Combine all ingredients and mix well
Shape into loaf and wrap with bacon
Smoke at 250' till 160' internal temp





*More to come...*


----------



## ChileRelleno (Jul 7, 2012)




----------



## halo1 (Oct 4, 2007)

Anxiously awaiting the cutting pic of that bacon beauty!


----------



## Mac1528 (Mar 24, 2012)

Dannnngggg CR....that looks gooooddddd!

Sent from my SAMSUNG-SM-G530AZ using Tapatalk


----------



## Paymaster (Jan 9, 2012)

That is a thing of beauty!!!!! :thumbup:


----------



## ChileRelleno (Jul 7, 2012)

*Money Shot*


----------



## ChileRelleno (Jul 7, 2012)

*Note: *Next time cut amount of crumbs to 2C.


----------



## halo1 (Oct 4, 2007)

Homerun! You got a nice smoke ring on it through that bacon weave! Outstanding once again! That will make one awesome meatloaf Sammy tommorow! Though I doubt their will be leftovers with that hoss!


----------



## MrFish (Aug 21, 2009)

Looks awesome! Reminds me that I haven't cooked any fatties in awhile.


----------



## ChileRelleno (Jul 7, 2012)

halo1 said:


> Homerun! You got a nice smoke ring on it through that bacon weave! Outstanding once again! That will make one awesome meatloaf Sammy tommorow! Though I doubt their will be leftovers with that hoss!


Thanks, it was delicious.
Plenty of leftovers, and I've three *thick* sammiches ready for my work cooler.
A good wheat bread, plenty of mayo/mustard mix, extra sharp cheddar and 3/4" slices of meatloaf.


----------



## Realtor (Oct 1, 2007)

oooooo, that looks ggggooooooddddd


----------



## SWAngler (Sep 13, 2014)

Slaw looks great too...what is recipe?


----------



## ChileRelleno (Jul 7, 2012)

SWAngler said:


> Slaw looks great too...what is recipe?


It was some bagged Asian Cashew chopped salad with sesame dressing, that my wife bought.
Not bad, I'd eat it again.


----------



## Breeze (Mar 23, 2012)

I have smoked a couple meatloafs but just been doing a basic recipe. Gonna have to try your recipe next time. Specially the bacon wrap..

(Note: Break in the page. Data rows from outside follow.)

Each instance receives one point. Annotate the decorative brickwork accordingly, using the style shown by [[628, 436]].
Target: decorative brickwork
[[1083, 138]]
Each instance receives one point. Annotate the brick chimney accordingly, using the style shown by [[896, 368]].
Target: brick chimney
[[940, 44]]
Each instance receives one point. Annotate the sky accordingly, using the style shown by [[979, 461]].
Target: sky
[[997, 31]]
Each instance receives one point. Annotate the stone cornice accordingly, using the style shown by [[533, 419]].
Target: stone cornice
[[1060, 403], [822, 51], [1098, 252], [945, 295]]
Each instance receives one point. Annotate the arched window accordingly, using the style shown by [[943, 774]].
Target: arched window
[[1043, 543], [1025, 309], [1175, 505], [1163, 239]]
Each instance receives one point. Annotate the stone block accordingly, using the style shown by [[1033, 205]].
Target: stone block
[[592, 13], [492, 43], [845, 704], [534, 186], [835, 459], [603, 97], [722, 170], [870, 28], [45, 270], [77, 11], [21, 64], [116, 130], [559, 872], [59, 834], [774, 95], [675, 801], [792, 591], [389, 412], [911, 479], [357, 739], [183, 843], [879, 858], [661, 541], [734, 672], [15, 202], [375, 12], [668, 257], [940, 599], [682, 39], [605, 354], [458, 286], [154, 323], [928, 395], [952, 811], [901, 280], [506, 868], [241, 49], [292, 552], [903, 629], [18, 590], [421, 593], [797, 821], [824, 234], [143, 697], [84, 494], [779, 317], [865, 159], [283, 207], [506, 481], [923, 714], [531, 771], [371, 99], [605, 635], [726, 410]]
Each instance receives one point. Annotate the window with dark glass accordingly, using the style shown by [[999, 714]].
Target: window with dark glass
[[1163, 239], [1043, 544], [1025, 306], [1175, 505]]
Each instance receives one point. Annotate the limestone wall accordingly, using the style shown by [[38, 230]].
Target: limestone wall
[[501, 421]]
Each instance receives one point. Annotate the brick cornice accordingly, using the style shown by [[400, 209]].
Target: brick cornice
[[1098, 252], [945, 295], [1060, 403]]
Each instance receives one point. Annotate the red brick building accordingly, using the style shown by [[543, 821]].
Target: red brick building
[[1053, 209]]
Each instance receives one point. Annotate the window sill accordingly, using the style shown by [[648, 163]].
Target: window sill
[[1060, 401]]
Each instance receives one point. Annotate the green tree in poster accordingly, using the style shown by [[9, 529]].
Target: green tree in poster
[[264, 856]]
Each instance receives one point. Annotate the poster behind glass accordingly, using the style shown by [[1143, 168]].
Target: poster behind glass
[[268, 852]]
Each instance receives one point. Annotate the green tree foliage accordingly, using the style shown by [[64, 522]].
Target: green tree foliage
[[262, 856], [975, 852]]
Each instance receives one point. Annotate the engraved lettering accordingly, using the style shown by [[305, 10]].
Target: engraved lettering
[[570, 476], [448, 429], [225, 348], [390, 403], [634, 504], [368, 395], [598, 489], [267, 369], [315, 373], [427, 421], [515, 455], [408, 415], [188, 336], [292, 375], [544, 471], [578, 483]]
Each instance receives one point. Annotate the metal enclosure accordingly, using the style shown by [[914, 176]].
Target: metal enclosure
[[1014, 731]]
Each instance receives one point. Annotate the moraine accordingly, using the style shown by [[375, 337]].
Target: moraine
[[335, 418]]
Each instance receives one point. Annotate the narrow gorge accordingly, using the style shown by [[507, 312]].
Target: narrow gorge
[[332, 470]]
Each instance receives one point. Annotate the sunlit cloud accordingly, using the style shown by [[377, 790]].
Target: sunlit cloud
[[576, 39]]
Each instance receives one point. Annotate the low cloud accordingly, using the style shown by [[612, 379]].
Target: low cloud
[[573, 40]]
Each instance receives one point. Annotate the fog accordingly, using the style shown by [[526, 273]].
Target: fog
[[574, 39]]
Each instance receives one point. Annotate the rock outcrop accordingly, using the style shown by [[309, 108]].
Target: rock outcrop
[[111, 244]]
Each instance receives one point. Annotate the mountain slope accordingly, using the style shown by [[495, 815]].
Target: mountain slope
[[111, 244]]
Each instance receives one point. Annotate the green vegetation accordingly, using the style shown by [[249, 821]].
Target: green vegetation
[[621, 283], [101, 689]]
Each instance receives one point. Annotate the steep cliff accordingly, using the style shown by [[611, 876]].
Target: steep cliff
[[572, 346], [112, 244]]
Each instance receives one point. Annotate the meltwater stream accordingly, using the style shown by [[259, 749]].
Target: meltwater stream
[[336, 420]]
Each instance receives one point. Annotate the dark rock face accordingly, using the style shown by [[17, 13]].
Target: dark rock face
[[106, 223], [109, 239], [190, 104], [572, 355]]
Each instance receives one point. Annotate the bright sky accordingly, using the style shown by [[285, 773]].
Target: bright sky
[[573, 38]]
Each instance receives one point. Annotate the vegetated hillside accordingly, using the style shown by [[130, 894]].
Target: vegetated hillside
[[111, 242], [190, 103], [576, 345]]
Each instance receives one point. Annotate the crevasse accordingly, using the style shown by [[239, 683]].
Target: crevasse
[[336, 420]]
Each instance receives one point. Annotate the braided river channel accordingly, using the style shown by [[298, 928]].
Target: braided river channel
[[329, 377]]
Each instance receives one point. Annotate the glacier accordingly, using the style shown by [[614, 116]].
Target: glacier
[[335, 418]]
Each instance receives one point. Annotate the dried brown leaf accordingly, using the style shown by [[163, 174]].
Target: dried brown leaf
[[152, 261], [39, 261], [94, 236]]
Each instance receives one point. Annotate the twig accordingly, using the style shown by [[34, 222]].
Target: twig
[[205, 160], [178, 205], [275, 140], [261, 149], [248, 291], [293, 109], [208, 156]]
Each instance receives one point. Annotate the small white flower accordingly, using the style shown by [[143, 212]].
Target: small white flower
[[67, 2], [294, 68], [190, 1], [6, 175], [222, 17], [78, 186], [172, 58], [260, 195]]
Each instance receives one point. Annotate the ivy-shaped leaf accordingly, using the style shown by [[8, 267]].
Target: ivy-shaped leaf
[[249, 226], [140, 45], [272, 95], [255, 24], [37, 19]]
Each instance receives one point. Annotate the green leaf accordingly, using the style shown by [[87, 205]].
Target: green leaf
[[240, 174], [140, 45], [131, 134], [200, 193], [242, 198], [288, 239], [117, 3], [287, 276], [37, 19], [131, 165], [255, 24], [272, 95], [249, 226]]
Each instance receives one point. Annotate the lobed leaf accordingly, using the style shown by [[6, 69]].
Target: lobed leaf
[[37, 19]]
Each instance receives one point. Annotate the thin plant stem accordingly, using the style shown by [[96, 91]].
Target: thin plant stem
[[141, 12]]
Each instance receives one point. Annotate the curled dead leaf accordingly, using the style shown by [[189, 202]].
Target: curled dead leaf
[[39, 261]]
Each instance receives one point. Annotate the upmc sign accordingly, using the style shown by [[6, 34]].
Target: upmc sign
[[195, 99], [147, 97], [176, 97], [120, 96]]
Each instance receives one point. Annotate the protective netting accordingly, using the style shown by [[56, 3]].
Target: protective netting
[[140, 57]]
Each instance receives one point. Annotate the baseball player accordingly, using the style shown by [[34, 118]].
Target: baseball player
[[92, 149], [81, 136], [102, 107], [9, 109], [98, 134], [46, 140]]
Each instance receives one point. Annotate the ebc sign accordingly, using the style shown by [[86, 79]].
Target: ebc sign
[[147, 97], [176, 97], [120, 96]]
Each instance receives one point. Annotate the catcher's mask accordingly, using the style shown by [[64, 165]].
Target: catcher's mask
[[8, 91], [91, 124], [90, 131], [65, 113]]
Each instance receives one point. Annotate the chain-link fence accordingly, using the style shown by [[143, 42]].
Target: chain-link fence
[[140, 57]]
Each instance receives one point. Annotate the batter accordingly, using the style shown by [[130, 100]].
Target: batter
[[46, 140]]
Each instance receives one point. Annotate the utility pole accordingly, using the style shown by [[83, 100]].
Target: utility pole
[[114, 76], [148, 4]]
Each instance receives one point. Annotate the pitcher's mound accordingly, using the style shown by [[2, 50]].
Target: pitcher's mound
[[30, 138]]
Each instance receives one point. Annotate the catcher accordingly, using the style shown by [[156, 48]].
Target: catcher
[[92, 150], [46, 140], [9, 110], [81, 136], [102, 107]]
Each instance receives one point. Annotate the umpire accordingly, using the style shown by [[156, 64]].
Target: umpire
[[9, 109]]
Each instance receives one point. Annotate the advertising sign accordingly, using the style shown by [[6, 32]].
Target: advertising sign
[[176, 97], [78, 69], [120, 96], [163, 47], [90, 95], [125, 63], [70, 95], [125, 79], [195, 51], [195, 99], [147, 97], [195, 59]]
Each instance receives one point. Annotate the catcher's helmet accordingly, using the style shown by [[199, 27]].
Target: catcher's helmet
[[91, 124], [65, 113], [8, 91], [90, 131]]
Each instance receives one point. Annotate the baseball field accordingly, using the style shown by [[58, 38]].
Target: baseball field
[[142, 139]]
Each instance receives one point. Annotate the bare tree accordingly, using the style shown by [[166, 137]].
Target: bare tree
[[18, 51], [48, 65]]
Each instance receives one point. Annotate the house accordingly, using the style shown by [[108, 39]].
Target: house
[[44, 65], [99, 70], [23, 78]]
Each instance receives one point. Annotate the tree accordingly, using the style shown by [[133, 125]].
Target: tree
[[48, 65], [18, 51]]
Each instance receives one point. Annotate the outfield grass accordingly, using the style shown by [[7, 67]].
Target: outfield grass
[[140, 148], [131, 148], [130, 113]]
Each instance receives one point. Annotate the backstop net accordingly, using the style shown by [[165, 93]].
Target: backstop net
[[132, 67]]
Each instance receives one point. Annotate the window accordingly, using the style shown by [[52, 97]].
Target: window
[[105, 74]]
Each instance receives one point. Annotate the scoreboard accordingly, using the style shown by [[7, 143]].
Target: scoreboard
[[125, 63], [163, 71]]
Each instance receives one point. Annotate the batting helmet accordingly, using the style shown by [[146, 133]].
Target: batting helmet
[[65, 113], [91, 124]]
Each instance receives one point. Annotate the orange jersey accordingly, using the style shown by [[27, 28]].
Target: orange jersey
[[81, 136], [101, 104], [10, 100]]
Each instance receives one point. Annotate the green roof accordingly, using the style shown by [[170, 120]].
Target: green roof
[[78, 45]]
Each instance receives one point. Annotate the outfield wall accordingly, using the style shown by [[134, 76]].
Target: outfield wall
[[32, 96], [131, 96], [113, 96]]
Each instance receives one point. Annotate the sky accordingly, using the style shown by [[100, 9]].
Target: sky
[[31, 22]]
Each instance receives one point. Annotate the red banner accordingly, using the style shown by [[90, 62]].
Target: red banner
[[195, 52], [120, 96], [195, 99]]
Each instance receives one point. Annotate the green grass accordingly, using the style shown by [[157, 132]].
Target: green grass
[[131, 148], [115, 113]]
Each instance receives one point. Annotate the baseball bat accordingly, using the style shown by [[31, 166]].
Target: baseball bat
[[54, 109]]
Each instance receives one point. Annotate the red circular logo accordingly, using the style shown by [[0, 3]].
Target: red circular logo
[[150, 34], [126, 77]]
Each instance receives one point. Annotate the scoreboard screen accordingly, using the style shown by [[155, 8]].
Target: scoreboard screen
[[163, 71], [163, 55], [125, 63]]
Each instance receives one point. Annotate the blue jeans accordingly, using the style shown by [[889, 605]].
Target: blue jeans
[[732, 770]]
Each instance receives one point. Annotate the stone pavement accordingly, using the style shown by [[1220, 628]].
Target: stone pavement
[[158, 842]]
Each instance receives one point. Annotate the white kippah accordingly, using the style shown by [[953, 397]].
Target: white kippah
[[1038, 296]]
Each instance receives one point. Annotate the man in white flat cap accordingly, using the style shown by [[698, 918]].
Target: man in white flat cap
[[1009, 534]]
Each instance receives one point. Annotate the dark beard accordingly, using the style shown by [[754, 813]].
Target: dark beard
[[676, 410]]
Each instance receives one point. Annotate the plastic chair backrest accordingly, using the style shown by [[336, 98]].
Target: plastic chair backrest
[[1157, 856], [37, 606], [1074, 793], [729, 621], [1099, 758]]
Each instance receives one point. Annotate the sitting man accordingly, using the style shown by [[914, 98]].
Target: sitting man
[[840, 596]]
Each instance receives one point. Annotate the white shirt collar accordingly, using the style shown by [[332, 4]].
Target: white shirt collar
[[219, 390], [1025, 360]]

Sent from my LGMS330 using Tapatalk


----------



## GROUPERKING (Sep 28, 2011)

Nice ! The best part about making meatloaf is ...the left overs for sandwiches and that looks like it will make a fine sandwich !


----------



## CalvinandHobbes (Jan 25, 2014)

that looks delicious for sure. I will have to come back to this recipe and try it later.


----------



## bangsticks (Feb 3, 2011)

About how long did it take to cook ?


----------



## ChileRelleno (Jul 7, 2012)

bangsticks said:


> About how long did it take to cook ?


However long it took to get to 160' internal temp.


----------